Classe 12: Véhicules terrestres, à savoir les bicyclettes, et leurs composants; bicyclettes, éléments et accessoires de bicyclettes, en particulier cadres, selles, sièges, garde-boues, changements de vitesse, chaînes, fourchettes et suspensions pour bicyclettes, roues de bicyclette, jantes, rayons et pneus, notamment tubes et systèmes à pneumatiques, porte-bagages pour bicyclettes, supports pour vélos, casques et dispositifs de protection, boîtes de réparation pour bicyclettes, y compris outils de cyclisme, pompes à air, serrures et bouteilles à boire et porte-bouteilles; lubrifiants, graisses, huiles de nettoyage et produits de nettoyage pour bicyclettes; porte-vélos pour véhicules; remorques et plaisanciers; ailes de réparation de bicyclettes.
Classe 18: Produits en cuir et en imitation de cuir compris dans la classe 18, à savoir, sacs de cyclisme, sacs de selle, sacs banal et sacs à dos du cyclisme; inserts en cuir pour shorts de cyclisme.
Classe 25: Vêtements, chapellerie, gants; tous les produits précités conçus pour la vêtements, le cyclisme, les commémorations du cyclisme ou la participation à des activités de sport et de remise en forme, ne l’ont pas fait par les produits précités de randonnée, d’escalade ou de ski.
Marque antérieure (2) — (cette marque antérieure comporte deux actions d’annulation en attente qui concernent uniquement les produits et services compris
Décision sur l’opposition no B 3 076 059 page:3De10
dans les classes 9, 38 et 43).Cette marque antérieure est enregistrée (pour le moment) pour les produits et services suivants:
Classe 9: Appareils électriques pour le changement de vitesses; et boîtes de conserve; Systèmes GPS pour bicyclettes; appareils de navigation par satellite pour bicyclettes; montres intelligentes; casques de protection pour cyclistes.
Classe 11: Appareils d’éclairage, en particulier pour bicyclettes; lumières, phares, feux de queue, éclairage.
Classe 18: Cuir et imitations du cuir, produits en ces matières, à savoir sacs de cyclisme; inserts en cuir pour shorts de cyclisme. Classe 25: Vêtements, chapellerie, chaussures, gants; tous les produits précités conçus pour le vêtement lors de déplacements à vélo, événements commémoratifs.
Classe 28: Jeux et jouets; articles de gymnastique et de sport, en particulier vases, à deux roues; des turbo (formateurs de -); les ergoformateurs; bicyclettes d’exercice (à l’arrêt);
Classe 35: Services de vente au détail de sacs de cyclisme, de selles de vélos, vêtements pour vêtements à vélo, vêtements d’usure à vélo lors de manifestations commémoratives, coiffures (chapellerie) quand au vélo, coiffure (chapellerie), coiffures (chapellerie), gants pour le cyclisme, gants de vêtements pour le cyclisme, gants de tenue commémoration de cycles, porte-turbo, formateurs à entraînement physique (à l’arrêt).
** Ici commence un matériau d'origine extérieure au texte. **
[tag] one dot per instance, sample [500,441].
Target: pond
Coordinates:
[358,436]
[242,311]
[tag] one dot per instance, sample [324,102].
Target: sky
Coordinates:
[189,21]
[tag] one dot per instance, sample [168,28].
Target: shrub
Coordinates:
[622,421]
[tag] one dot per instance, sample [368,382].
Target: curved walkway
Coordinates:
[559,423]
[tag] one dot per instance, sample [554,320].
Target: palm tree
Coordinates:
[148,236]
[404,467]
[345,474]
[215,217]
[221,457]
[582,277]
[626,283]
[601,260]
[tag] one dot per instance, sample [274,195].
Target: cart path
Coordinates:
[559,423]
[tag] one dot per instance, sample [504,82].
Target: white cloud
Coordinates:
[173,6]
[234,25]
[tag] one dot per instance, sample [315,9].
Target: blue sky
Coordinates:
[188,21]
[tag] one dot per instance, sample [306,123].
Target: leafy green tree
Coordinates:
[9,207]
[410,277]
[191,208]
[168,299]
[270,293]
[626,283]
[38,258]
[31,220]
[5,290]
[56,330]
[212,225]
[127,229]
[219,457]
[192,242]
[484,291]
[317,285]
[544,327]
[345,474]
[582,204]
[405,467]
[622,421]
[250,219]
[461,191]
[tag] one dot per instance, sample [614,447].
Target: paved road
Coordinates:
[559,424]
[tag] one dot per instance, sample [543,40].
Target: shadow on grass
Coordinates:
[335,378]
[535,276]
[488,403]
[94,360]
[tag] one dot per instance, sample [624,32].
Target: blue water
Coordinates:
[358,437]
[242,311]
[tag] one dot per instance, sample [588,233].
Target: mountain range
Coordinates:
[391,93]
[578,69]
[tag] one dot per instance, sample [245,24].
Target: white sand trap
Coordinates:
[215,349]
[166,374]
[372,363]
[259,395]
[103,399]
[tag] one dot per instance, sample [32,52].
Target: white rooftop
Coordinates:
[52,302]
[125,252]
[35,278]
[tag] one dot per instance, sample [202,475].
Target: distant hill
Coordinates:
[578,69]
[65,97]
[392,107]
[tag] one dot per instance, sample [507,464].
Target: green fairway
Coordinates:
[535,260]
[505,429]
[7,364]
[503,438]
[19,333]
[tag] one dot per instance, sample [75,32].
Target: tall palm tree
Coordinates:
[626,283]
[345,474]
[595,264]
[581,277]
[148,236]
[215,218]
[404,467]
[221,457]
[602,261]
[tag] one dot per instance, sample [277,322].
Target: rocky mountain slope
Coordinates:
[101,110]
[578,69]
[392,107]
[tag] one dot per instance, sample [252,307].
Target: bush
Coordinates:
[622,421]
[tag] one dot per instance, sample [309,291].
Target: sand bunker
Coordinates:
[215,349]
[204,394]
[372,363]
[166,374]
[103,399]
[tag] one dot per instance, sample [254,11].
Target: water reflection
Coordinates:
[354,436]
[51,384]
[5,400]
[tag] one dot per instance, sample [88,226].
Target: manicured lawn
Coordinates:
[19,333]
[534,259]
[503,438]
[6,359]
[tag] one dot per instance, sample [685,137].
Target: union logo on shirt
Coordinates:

Classe 38: Diffusion en flux de contenus audio et vidéo sur l’internet; la diffusion en flux continu de contenus audio et vidéo sur l’internet est principalement liée au cyclisme et aux activités liées au cyclisme.
Classe 41: Services de clubs de sport [exercice physique]; services d’enseignement et d’équipement dans le domaine de l’exercice physique; fourniture d’assistance, formation personnelle et consultation en forme physique à des particuliers pour les aider à rendre la forme physique, la puissance, le conditionnement et l’amélioration de l’exercice de leurs jours de vie; mise à disposition d’installations de fitness et d’exercice; services de formation dans le domaine de l’exercice physique; organisation, organisation, gestion de sportifs et/ou d’une équipe de sport.
Classe 43: Services de restauration (alimentation); hébergement temporaire.
Les produits et services contestés sont les suivants:
Classe 25: Chapellerie; chaussures; vêtements.
Classe 39: Transports.
Classe 41: Éducation, loisirs et sport.
Décision sur l’opposition no B 3 076 059 page:4De10
Il est nécessaire d’interpréter le libellé de la liste des produits et services de l’opposante afin de définir l’étendue de la protection de ces produits et services.
L’ expression « en particulier» indique que les produits spécifiques compris dans la classe 12 de la marque antérieure (1) et les classes 11 et 28 de la marque antérieure (2) ne sont que des exemples de produits inclus dans la catégorie et dont la protection n’est pas limitée à ces derniers. En d’autres termes, elle introduit une liste d’exemples non exhaustive (09/04/2003,- T 224/01, Nu- Tride, EU: T: 2003: 107).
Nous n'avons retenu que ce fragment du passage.